The budget of the new project has not been announced but Saudi Arabia has emerged as a big spender on AI and data center infrastructure in recent years. Earlier this year, around $15 billion in deals with chipmakers, cloud operators, and data center companies was announced at the kingdom’s Leap tech conference.
The country launched Humain on the eve of President Donald Trump’s first state visit to the kingdom on May 13. Trump’s trip to Saudi Arabia, the United Arab Emirates and Qatar was expected to kick off a bonanza of investment deals for U.S. tech businesses. “I said I will go if you put up a trillion dollars to American companies,” Trump said of the trip in March.
A slate of leaders from American tech giants including Nvidia CEO Jensen Huang, Amazon CEO Andy Jassy and Palantir CEO Alex Karp were listed as delegates of the Saudi-U.S. Investment Forum being held to mark Trump’s visit. Reuters reported that Elon Musk, Mark Zuckerberg and Sam Altman were also invited to the Riyadh event.
Humain seems to have emerged from the kingdom’s “Project Transcendence”, an initiative reportedly launched last year to help the kingdom rival the United Arab Emirates’s AI investments. Its neighbor, and sometimes rival, got the jump with the launch of its $100 billion state AI fund, which has become a major backer of OpenAI, along with a high-performing LLM from a Abu Dhabi-backed AI lab, and local AI startups that have won backing from foreign investors.

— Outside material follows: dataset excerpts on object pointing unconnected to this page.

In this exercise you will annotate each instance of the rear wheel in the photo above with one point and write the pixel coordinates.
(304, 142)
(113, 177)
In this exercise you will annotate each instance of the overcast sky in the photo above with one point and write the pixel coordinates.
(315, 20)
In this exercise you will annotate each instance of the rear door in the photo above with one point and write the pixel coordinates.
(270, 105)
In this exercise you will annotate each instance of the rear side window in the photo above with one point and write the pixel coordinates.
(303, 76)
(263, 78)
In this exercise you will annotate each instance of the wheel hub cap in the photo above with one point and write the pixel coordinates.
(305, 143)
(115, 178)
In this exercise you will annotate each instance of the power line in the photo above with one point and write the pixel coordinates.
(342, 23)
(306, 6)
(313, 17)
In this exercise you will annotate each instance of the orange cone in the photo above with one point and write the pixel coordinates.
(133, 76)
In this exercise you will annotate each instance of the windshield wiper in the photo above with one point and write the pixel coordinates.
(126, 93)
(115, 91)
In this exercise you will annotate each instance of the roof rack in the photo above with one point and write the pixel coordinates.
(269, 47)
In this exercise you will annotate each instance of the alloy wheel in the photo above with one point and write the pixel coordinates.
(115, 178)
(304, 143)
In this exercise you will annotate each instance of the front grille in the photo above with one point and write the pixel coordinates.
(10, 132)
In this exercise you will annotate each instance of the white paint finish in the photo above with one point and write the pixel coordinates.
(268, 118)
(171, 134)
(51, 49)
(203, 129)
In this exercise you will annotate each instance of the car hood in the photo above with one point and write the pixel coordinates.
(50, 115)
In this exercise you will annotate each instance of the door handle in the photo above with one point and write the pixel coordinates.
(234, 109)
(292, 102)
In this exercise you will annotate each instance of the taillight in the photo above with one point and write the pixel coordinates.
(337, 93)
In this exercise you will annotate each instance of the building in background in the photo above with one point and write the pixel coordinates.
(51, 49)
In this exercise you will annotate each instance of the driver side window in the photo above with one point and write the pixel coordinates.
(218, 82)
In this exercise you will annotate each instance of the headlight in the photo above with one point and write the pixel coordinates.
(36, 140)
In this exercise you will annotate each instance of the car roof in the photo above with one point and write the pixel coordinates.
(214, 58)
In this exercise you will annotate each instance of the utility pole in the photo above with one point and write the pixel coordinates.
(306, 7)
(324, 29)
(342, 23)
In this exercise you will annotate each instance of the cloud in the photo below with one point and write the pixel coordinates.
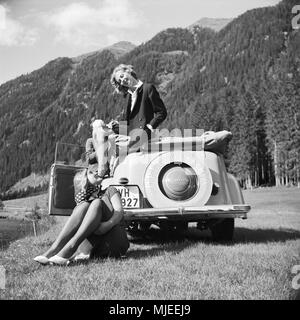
(13, 33)
(82, 25)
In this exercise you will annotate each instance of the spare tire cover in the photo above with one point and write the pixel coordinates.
(195, 161)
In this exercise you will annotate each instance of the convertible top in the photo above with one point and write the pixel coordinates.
(208, 141)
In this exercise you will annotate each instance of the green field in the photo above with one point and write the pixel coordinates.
(257, 265)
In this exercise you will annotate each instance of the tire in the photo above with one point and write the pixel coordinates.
(178, 178)
(223, 230)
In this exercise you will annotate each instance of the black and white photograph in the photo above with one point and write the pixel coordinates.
(149, 152)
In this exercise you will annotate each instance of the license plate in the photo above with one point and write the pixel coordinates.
(130, 196)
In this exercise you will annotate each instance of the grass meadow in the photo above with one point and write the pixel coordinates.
(256, 265)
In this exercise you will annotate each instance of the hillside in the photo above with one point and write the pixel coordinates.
(214, 24)
(244, 78)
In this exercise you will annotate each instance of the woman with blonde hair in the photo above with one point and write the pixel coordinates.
(95, 227)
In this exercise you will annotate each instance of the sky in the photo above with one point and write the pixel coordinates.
(33, 32)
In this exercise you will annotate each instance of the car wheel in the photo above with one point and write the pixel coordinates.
(223, 230)
(178, 178)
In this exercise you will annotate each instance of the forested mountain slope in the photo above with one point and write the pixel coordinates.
(244, 78)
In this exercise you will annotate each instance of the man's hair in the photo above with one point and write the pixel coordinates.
(121, 67)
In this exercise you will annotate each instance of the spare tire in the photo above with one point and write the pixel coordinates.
(178, 178)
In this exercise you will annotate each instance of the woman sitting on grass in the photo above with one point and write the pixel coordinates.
(95, 228)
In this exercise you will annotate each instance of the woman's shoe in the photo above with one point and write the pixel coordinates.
(59, 261)
(81, 257)
(41, 259)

Bloomberg had reported last March that Saudi would launch an AI-focused investment fund but Humain has now instead been billed as a “unified operating company.”
Saudi Arabia has over the last decade emerged as a major backer of tech companies as part of its campaign to reshape its economy and break its reliance on fossil fuels. But as oil prices dropped over the last year, its $925 billion sovereign wealth fund has dialed back spending. The country’s new pitch to tech companies encourages them to take advantage of the kingdom’s abundant energy resources and land to build massive data centers for new AI systems.
The kingdom’s sprawling network of state-owned bodies have signed a string of deals with chipmakers like Groq, Cerebras and cloud operators Oracle and Google over the last year. Aramco Digital inked a $1.5 billion deal to build AI inference infrastructure with $2.8 billion-valued chip startup Groq, while Neom’s Tonomus and SDAIA each have announced plans to build their own data center. “No patchwork, no vendors to juggle. Just one full stack, built for scale and ready to solve real problems,” reads Humain’s website, which just features links to a state-developed AI chatbot and chipmaker Groq, which has focused on building chips specifically for AI. (The chatbot also confirmed that Amin is Humain’s CEO.)
Access to AI chips are likely to be a key point of discussion during Trump’s state visit to the Middle East. The UAE and Saudi’s AI ambitions not only hinge on capital but access to the best, and latest, GPUs, but the Biden administration imposed strict export control over fears that these chips could be later smuggled to China. Trump hinted earlier this year that these rules could be relaxed, according to Reuters.